While the Bureau does not make any definitive conclusions explaining its findings, the report clearly indicates that the overall consumer financial health of the rural Southern region compared to the rest of the country is cause for concern. And if these trends continue, consumers in the region may experience increased difficulty in navigating their financial situation.

Consumer Distress and Delinquencies

The Bureau reviewed data addressing debt collections and delinquencies in the rural Southern region. The report indicates that:

  • Rural Southerners are more likely to have medical debt in collections compared to other non-rural areas and the nation. In the rural Southern region, 28% of borrowers in non-PPCs and 29% of borrowers in PPCs have had medical debt in collections over the past two years compared to 19% in other non-rural areas and 17% nationwide.
  • Rural Southern borrowers with medical debt in collections are much more likely to have other types of delinquencies.
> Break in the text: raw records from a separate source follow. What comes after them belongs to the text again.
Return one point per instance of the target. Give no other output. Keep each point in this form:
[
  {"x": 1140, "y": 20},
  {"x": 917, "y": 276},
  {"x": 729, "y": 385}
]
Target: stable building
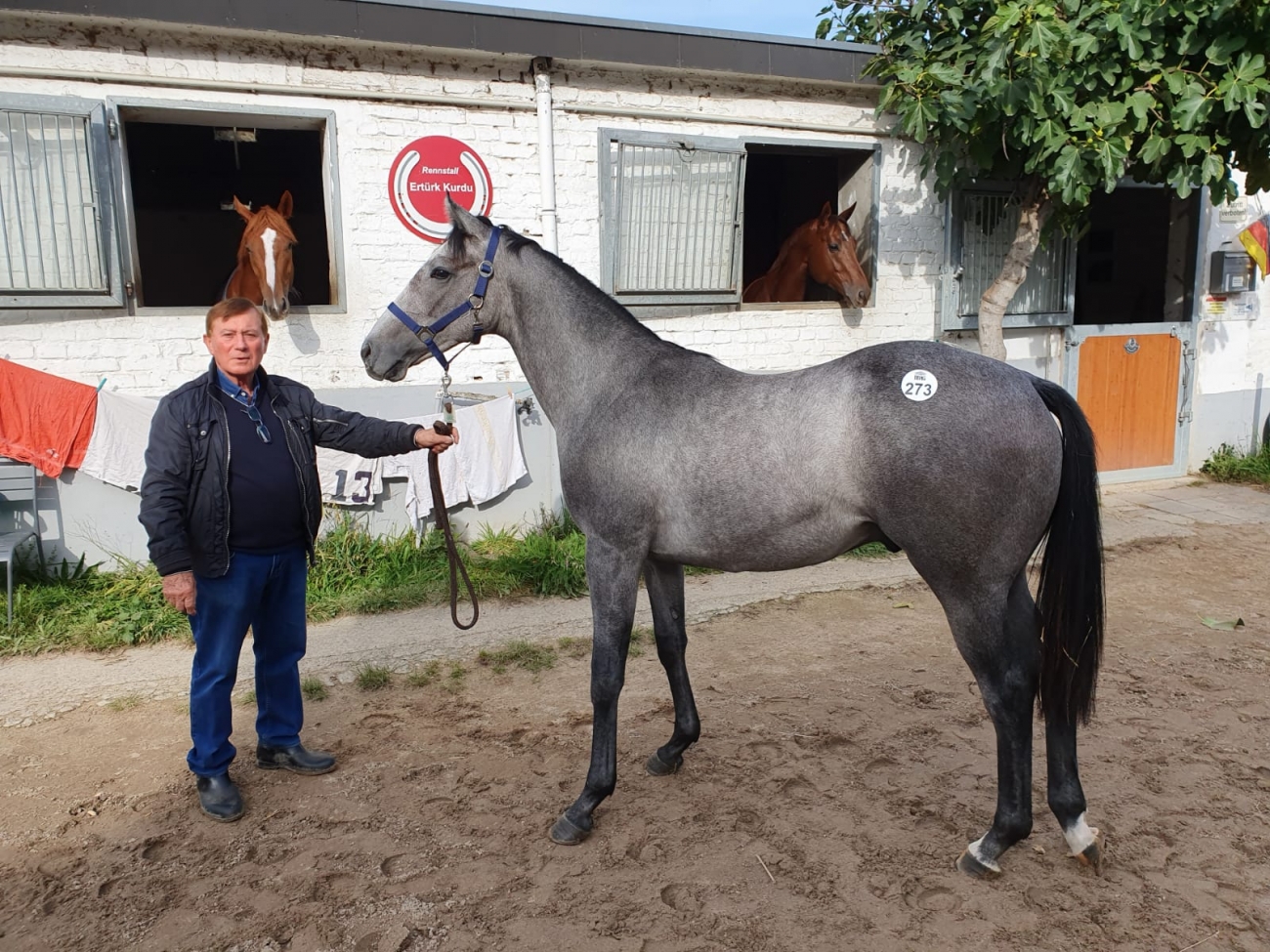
[{"x": 665, "y": 164}]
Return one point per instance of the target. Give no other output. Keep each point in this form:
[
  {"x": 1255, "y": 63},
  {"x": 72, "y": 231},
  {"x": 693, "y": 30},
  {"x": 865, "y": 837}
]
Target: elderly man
[{"x": 232, "y": 506}]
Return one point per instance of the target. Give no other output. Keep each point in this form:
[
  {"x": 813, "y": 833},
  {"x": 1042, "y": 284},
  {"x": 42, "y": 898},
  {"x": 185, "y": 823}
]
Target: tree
[{"x": 1063, "y": 97}]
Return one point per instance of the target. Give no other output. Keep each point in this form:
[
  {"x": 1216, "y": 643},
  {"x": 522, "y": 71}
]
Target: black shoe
[
  {"x": 220, "y": 798},
  {"x": 295, "y": 760}
]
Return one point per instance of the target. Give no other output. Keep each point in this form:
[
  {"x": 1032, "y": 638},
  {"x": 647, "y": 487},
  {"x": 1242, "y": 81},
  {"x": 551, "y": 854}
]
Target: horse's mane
[{"x": 513, "y": 242}]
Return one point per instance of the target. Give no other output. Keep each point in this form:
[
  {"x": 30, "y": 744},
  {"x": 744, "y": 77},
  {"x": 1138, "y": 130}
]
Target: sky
[{"x": 785, "y": 18}]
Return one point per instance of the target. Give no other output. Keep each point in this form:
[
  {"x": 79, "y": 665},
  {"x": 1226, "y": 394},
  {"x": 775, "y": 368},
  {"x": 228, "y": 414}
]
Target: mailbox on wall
[{"x": 1231, "y": 273}]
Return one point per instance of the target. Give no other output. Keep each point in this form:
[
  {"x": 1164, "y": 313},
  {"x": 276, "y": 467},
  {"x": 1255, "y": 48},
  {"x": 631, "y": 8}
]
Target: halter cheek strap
[{"x": 484, "y": 271}]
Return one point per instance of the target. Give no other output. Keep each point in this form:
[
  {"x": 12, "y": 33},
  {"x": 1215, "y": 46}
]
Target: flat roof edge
[{"x": 490, "y": 29}]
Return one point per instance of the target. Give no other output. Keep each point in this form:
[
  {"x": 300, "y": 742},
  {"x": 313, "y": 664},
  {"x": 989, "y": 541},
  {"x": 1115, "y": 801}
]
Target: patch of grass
[
  {"x": 457, "y": 678},
  {"x": 1232, "y": 465},
  {"x": 372, "y": 677},
  {"x": 424, "y": 674},
  {"x": 519, "y": 654},
  {"x": 313, "y": 688}
]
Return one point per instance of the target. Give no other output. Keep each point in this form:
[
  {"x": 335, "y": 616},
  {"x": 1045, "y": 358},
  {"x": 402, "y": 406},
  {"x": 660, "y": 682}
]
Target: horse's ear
[{"x": 460, "y": 217}]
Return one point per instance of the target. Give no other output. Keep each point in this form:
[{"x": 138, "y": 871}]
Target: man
[{"x": 232, "y": 504}]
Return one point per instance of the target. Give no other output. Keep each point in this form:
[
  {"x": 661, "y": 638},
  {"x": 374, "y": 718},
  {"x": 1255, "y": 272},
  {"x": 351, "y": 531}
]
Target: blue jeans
[{"x": 267, "y": 593}]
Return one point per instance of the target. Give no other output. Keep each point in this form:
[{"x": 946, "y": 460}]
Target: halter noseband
[{"x": 474, "y": 303}]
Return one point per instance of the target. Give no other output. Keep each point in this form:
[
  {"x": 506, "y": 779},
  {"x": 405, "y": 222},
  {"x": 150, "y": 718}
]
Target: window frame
[
  {"x": 103, "y": 178},
  {"x": 953, "y": 267},
  {"x": 685, "y": 304},
  {"x": 610, "y": 216},
  {"x": 206, "y": 113}
]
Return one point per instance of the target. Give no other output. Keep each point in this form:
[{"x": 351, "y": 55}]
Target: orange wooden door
[{"x": 1129, "y": 393}]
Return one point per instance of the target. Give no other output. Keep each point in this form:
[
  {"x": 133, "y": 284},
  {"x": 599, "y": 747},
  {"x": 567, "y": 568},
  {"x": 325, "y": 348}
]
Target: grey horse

For example, 18% of rural Southerners have at least one delinquent credit card, but 38% of rural Southerners with a medical debt in collections have at least one delinquent credit card.  
  • Rural Southerners are more likely to benefit from changes in nationwide consumer reporting agencies reporting practices related to medical collections compared to consumers from other regions.

Again, the Bureau did not identify the cause of the consumer distress and delinquencies in the rural Southern region, but it did identify these issues as a point of concern that merits further review. Seeing as this is the second report in a series of reports profiling the finances of consumers in rural communities, it appears likely that the CFPB will continue to monitor and release reports on the financial health of rural communities in the rural Southern region and across the country.